I admit it. I bedshare with my toddler. I hate that it happens, but it does.
But we DID NOT do it before she was a year old. I am normally a light sleeper, but that deprivation of sleep in those early months I would fall asleep as soon as my head hit the pillow. The reality is that it would have been super easy to roll on to her and smother her and not wake up. And i don’t do drugs, and I was too tired to drink. No to mention, our dogs sleep with us and would have stomped all over her. I think it is so dangerous to recommend bedsharing in those early months.
I also bedshared with my toddler. Can’t remember exactly what age we started, but it was when he started climbing out of his crib by himself. Once he could do that, there was really no point in trying to force him to sleep in his crib, because in 5 minutes flat he would have climbed out of the crib and started trying to climb up onto my bed. At which point it could be argued that this scenario was more dangerous than just letting him sleep in the ‘big bed’ in the first place, because he’d start trying to use random nearby objects as ‘big bed ladders’ …
But since he was a preemie, those NPR folk already dumped me in the ‘wrong kind of parents’ pile. Guess I might as well have a pint and a fag while I’m there, since according to their oh-so-scientific chart my risk level will remain the same however many additional risk factors I pile on.

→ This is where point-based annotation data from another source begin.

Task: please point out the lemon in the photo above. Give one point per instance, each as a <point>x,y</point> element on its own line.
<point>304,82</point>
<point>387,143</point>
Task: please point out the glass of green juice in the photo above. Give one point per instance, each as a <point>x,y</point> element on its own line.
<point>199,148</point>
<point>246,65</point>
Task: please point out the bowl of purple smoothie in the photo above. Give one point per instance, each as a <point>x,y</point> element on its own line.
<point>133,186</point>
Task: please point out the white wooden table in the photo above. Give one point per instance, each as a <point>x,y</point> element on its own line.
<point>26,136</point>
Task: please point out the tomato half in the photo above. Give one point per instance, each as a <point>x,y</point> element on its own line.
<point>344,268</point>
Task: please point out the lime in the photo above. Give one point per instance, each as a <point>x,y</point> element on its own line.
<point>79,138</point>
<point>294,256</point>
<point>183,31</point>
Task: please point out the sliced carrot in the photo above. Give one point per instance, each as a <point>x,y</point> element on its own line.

I know exactly when my toddlers started beds haring with me: when I took the baby gate off their bedroom door and they were able to get up and climb into my bed in the middle of the night!
My nearly 5 year old has started climbing in on my side most nights, thankfully he goes back to sleep instead of wanting to play. It does get squishy though – the dogs climb up in the night, and they’re pretty big. Then kiddo hops in about 3am, and sometimes he brings a cat with him.
It’s not a risk for toddlers.
The most risk is the earliest babies. Right when parents are most exhausted.